Todos os impostos e contribuições...
Por vezes, nestas coisas do peso de todos os impostos e contribuições, vemos Portugal confortavelmente colocado a meio, ou melhor, abaixo de meio, das comparações internacionais. É um engano. Tais comparações usam a chamada "carga fiscal" e não a destrinçam do "esforço fiscal". A "carga fiscal" é o vulgar rácio que olha às receitas fiscais e parafiscais e olha à dimensão da economia (o PIB), mas não olha ao facto de ela ser mais ou menos desenvolvida (o PIB per capita). Ora, em princípio e dentro de limites de razoabilidade, podemos admitir que um país mais desenvolvido possa suportar uma percentagem maior de "carga fiscal". É aqui que o "esforço fiscal" permite uma aproximação, ao ponderar a "carga fiscal" com uma medida do nível de vida e bem estar de cada país, ou do poder de compra dos seus habitantes (o PIB per capita em paridade de poderes de compra). Esta ponderação dá-nos um novo índice desprovido de unidades físicas ou monetárias. Pode ter as suas limitações, pode ser de leitura não imediata, mas é, para efeitos comparativos entre países, ou entre épocas, muito mais aconselhável do que o uso, apenas, da "carga fiscal".
Podemos encontrarvárias maneiras de definir e medir o "esforço fiscal". Contudo, se tomarmos as observações estatísticas mais recentes, Portugal aparece sempre, tanto quanto vi, em posições de esforço fiscal extremo dentro da Zona Euro.

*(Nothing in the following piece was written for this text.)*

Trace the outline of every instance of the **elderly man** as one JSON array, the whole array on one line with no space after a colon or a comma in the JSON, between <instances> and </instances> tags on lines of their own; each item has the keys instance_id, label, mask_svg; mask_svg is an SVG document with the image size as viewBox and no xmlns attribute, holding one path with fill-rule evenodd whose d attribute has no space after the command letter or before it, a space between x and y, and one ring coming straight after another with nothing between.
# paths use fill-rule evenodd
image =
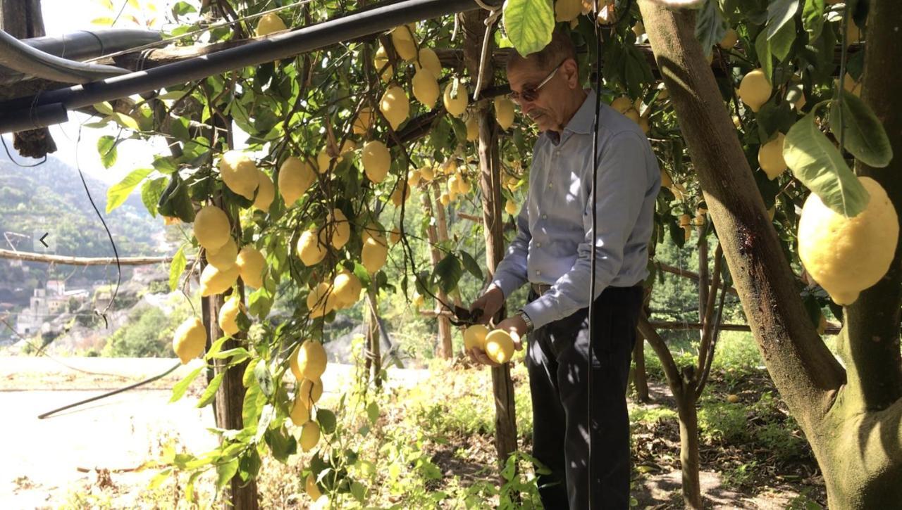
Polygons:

As comparações de Portugal em 2013...
Se ordenarmos pela "carga fiscal" em 2013, teremos Portugal 6 pontos percentuais (pp) abaixo da média da Zona Euro (34,9% contra 40,9%). Se, porém, ordenarmos pelo "esforço fiscal", teremos Portugal muito acima da média da Zona Euro e remetido para o posto cimeiro dos esforçados, como o leitor pode ver no gráfico que junto.
Espanha tem uma "carga fiscal" (33,1%) um pouco abaixo da nossa, mas tem um "esforço fiscal" muito inferior. Mesmo assim, Espanha acaba de anunciar desagravamentos fiscais de monta, o que, claro está, piora ainda mais a nossa competitividade fiscal na península Ibérica.
Irlanda, um caso troikiano por razões distintas das nossas, consegue estar muito longe das nossas posições. Tem a menor "carga fiscal" (29,9%) de toda a Zona Euro. E tem o segundo menor "esforço fiscal".
Alemanha e Holanda, os maiores prosélitos da austeridade e dos programas troikianos que foram aplicados a nós e a outros, estão praticamente repousados e geminados em cada um destes indicadores. Têm uma "carga fiscal" quase 5 pp acima de nós (casa dos 39 a 40%), mas têm um "esforço fiscal" muito abaixo do nosso.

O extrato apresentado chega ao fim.